This has been a busy week for me. In addition to my normal duties, I’ve also been tending to my neighbors’ cats and garden while they’re away on vacation. It’s very rewarding and very stressful work. The cats have taken a shine to me. Now when I approach, they don’t scurry and hide, but they run up all around my legs and meow sweet nothings toward me. The plants have proven to be more difficult. The azalea bush was pink, vibrant and fluffy before it was relegated to my care, but now is shriveled, drab and droopy. On the bright side, the vegetable garden seems to be thriving. The Japanese eggplants are coming in nicely and there are zucchini and squash already coming in. It’s simple, maybe, but it’s very fulfilling work.

While I’ve been busy concerning myself with terrestrial matters, others have been setting their sights toward heavenly bodies. Mars is back in the news again. The Phoenix Mars lander, a space craft deployed by NASA, may have discovered water ice. According to an article by Kenneth Chang published in the New York Times on June 20:

“In a photograph released Thursday evening of a trench that the Phoenix Mars lander has dug into the Martian soil, some white patches that were seen earlier in the week have shrunk, and eight small chunks have disappeared. Until now, scientists were not sure if the white material was ice or some kind of salt.

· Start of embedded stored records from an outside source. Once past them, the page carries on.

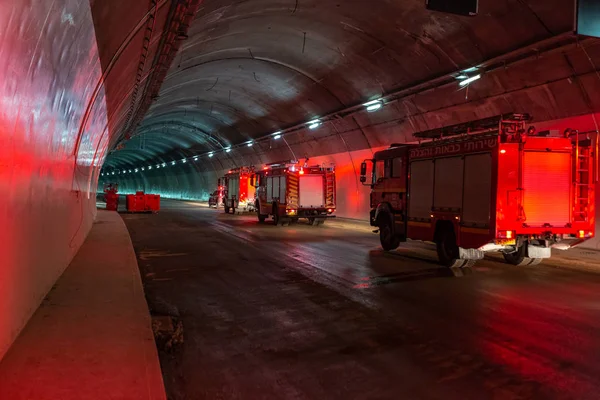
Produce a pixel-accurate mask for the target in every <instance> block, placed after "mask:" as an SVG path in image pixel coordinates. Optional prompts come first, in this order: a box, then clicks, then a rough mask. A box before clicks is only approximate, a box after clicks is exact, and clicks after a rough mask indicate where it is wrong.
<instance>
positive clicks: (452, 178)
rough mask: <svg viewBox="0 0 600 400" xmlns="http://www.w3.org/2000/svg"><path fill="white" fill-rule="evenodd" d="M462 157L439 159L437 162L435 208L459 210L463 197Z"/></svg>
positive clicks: (455, 157) (437, 208) (435, 182)
mask: <svg viewBox="0 0 600 400" xmlns="http://www.w3.org/2000/svg"><path fill="white" fill-rule="evenodd" d="M463 165H464V160H463V159H462V157H447V158H438V159H436V160H435V187H434V191H433V208H436V209H440V208H443V209H452V210H458V209H461V208H462V197H463Z"/></svg>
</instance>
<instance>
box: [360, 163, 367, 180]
mask: <svg viewBox="0 0 600 400" xmlns="http://www.w3.org/2000/svg"><path fill="white" fill-rule="evenodd" d="M360 175H361V176H366V175H367V163H366V162H364V161H363V163H362V164H360ZM361 182H362V181H361Z"/></svg>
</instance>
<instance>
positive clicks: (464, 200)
mask: <svg viewBox="0 0 600 400" xmlns="http://www.w3.org/2000/svg"><path fill="white" fill-rule="evenodd" d="M530 121H531V118H530V117H529V115H527V114H510V115H505V116H498V117H494V118H488V119H484V120H478V121H473V122H470V123H466V124H459V125H453V126H449V127H445V128H440V129H434V130H429V131H425V132H420V133H417V134H415V136H416V137H417V138H419V139H421V140H423V142H421V143H420V144H404V145H393V146H392V147H391V148H390V149H388V150H383V151H380V152H378V153H376V154H375V156H374V159H373V160H368V161H366V162H364V163H363V164H362V165H361V181H362V182H366V180H367V177H366V173H367V166H368V164H369V163H370V164H371V165H372V182H371V183H370V185H371V188H372V190H371V225H372V226H376V227H378V228H379V229H378V232H379V235H380V241H381V245H382V247H383V248H384V249H385V250H388V251H389V250H393V249H395V248H397V247H398V246H399V244H400V242H402V241H406V240H407V238H411V239H416V240H423V241H432V242H435V243H436V246H437V253H438V257H439V260H440V262H441V263H442V264H443V265H446V266H448V267H465V266H471V265H473V264H474V263H475V260H478V259H481V258H483V256H484V253H486V252H490V251H497V252H501V253H503V254H504V258H505V259H506V261H507V262H509V263H511V264H514V265H535V264H538V263H539V262H540V261H541V260H542V259H544V258H548V257H550V254H551V249H552V248H557V249H563V250H566V249H568V248H570V247H573V246H576V245H579V244H580V243H582V242H584V241H585V240H588V239H589V238H591V237H593V236H594V227H595V210H594V204H595V203H594V186H595V185H594V184H595V182H596V181H597V176H598V173H597V172H598V171H597V170H596V168H597V163H596V154H597V151H598V140H597V133H596V132H589V133H579V132H577V131H574V130H566V131H565V132H558V131H544V132H536V130H535V127H533V126H530V127H529V128H527V129H526V125H527V124H528V123H529V122H530ZM375 232H377V231H375Z"/></svg>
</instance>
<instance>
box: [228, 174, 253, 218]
mask: <svg viewBox="0 0 600 400" xmlns="http://www.w3.org/2000/svg"><path fill="white" fill-rule="evenodd" d="M253 176H254V167H240V168H235V169H232V170H230V171H229V172H228V173H227V174H225V176H224V177H223V182H222V183H223V187H224V193H223V206H224V208H225V213H229V211H230V210H231V212H232V213H234V214H235V212H236V210H237V211H253V210H254V194H255V189H254V186H252V184H251V180H252V177H253ZM219 187H221V182H219Z"/></svg>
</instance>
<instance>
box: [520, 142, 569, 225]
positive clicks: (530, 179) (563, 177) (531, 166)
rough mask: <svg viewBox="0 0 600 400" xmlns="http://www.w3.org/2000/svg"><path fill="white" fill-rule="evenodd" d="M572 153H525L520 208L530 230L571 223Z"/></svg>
mask: <svg viewBox="0 0 600 400" xmlns="http://www.w3.org/2000/svg"><path fill="white" fill-rule="evenodd" d="M571 176H572V164H571V153H566V152H552V151H546V152H540V151H525V153H524V154H523V189H524V192H523V208H524V212H525V218H526V219H525V223H526V224H527V225H529V226H531V227H534V226H543V225H544V224H550V225H552V226H554V227H564V226H565V225H566V224H568V223H570V222H571V213H570V207H571Z"/></svg>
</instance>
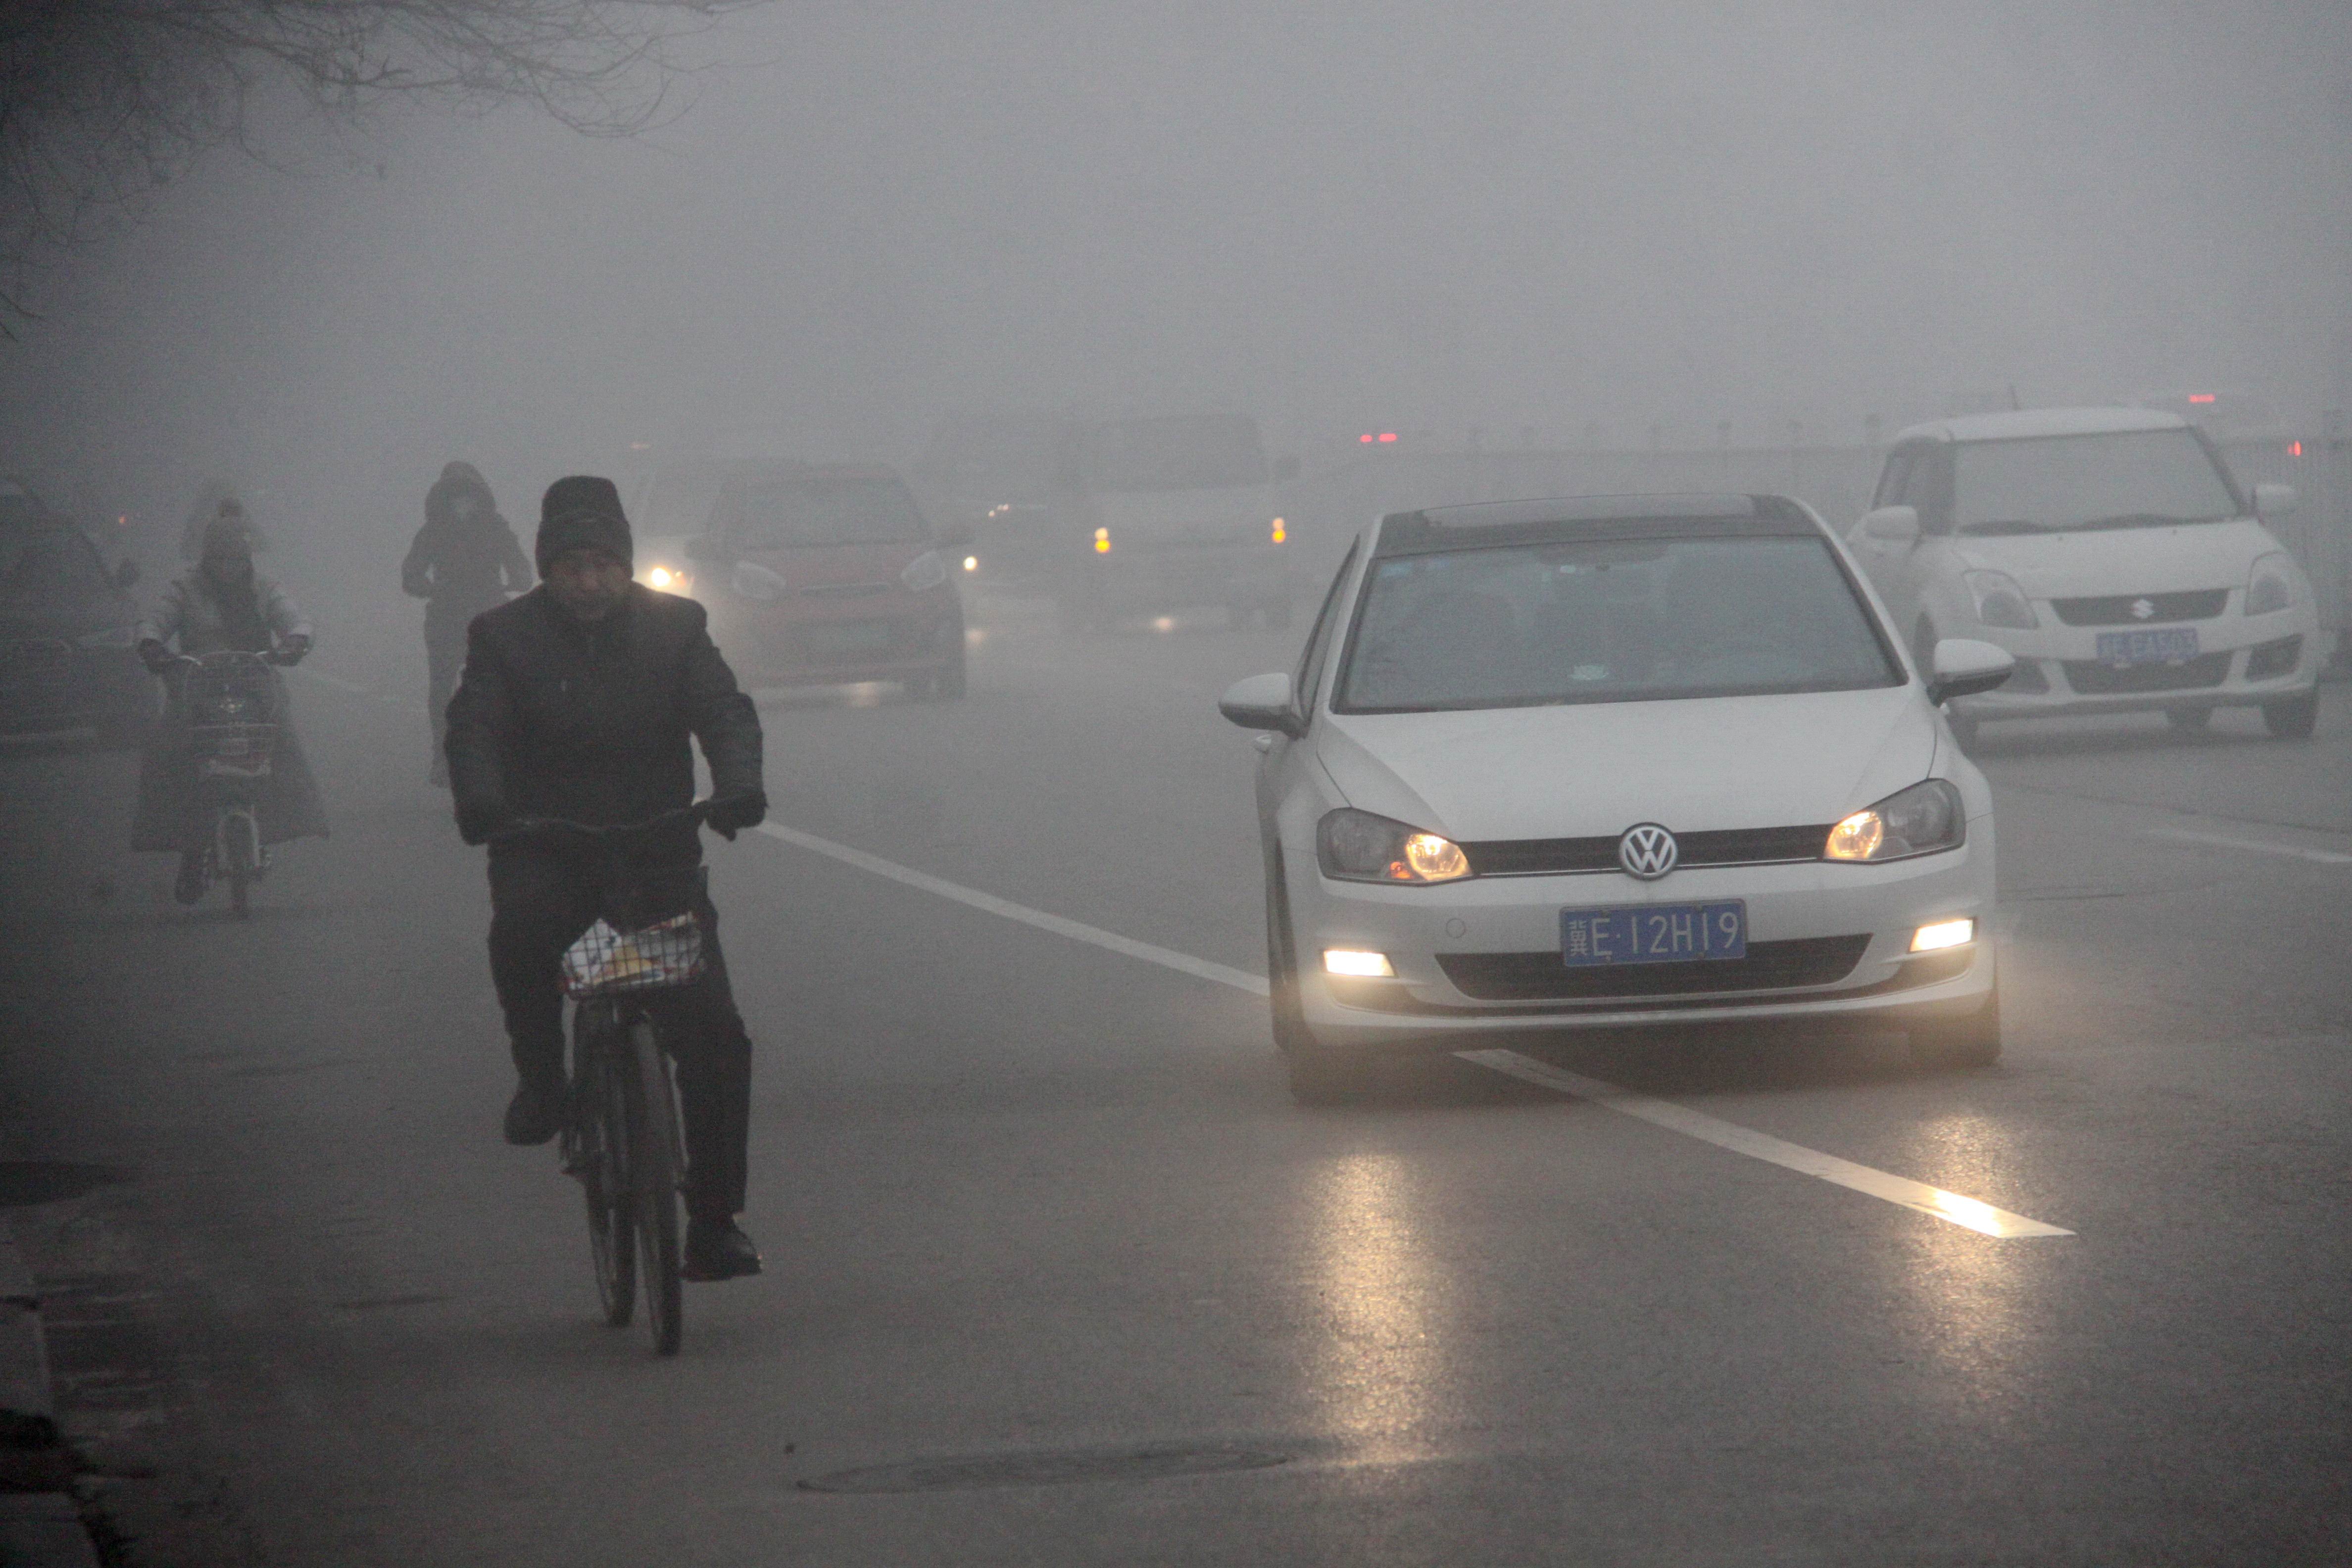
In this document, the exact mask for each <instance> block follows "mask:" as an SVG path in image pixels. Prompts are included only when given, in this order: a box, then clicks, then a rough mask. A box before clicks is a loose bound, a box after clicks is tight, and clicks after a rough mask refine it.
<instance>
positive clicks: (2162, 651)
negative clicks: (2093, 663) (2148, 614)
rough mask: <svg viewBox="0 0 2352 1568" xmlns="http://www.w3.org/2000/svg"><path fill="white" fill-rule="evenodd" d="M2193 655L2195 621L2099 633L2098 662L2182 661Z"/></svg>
mask: <svg viewBox="0 0 2352 1568" xmlns="http://www.w3.org/2000/svg"><path fill="white" fill-rule="evenodd" d="M2192 658H2197V628H2194V625H2164V628H2154V630H2147V632H2100V635H2098V663H2103V665H2117V668H2124V665H2185V663H2187V661H2192Z"/></svg>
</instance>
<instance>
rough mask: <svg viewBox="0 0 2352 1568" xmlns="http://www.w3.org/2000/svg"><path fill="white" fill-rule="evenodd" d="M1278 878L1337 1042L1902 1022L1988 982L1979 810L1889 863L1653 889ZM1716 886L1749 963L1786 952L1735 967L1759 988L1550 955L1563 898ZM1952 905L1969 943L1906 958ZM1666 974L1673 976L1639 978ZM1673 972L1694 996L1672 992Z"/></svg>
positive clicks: (1350, 1042)
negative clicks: (1743, 931) (1735, 1026)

“When exposed to air, water ice can change into water vapor, a process known as sublimation. Salt, on the other hand, is not capable of such a vanishing act.”

Of course, ice on Mars is nothing new. Scientists have been popping boners over the possibility for years now. Later in the article, Dr. Peter H. Smith of the University of Arizona, the principal investigator of the Phoenix’s mission, threw the scientific method out the window and gushed, “It must be ice! The whole science team thinks this. I think we feel this is definite proof that these are little chunks of icy material!”

In case you were wondering, I added the exclamation points for effect. He just seemed so darn excited. I’m sure his statements were delivered with the proper gravitas.

Water ice, of course, means water. And, as I’m finding out as the caretaker of my neighbor’s garden, water means life—unless of course you live near the banks of the Mississippi, in which case water equates financial ruin and soggy doom.

So did anything ever live on Mars? There is evidence of vast icy material beneath the planet’s surface. There is also a chance that Mars’s environment may have been habitable in the past 10 million years or so. It’s possible, sure, but it’s probably nothing as interesting as the critters from Mars Attacks.

If it turns out Mars is, was or could be inhabitable, we should take it at as a blessing. Shit keeps getting worse here on ol’ Earth. A report issued by the U.S. Climate Change Science Program (got to work on that name, guys) on Thursday, June 19 stated that catastrophes like the aforementioned Midwest flooding—and even the fires that have been raging around us in northern California may become more prevalent and more extreme in the years ahead. Apparently, what was contained in the 162-page report was so gnarly that the vice president and managing director for climate change of the World Wildlife Fund, Richard Moss, called it “really frightening!”

That exclamation point was mine, too. But you should probably grow those gardens while you can.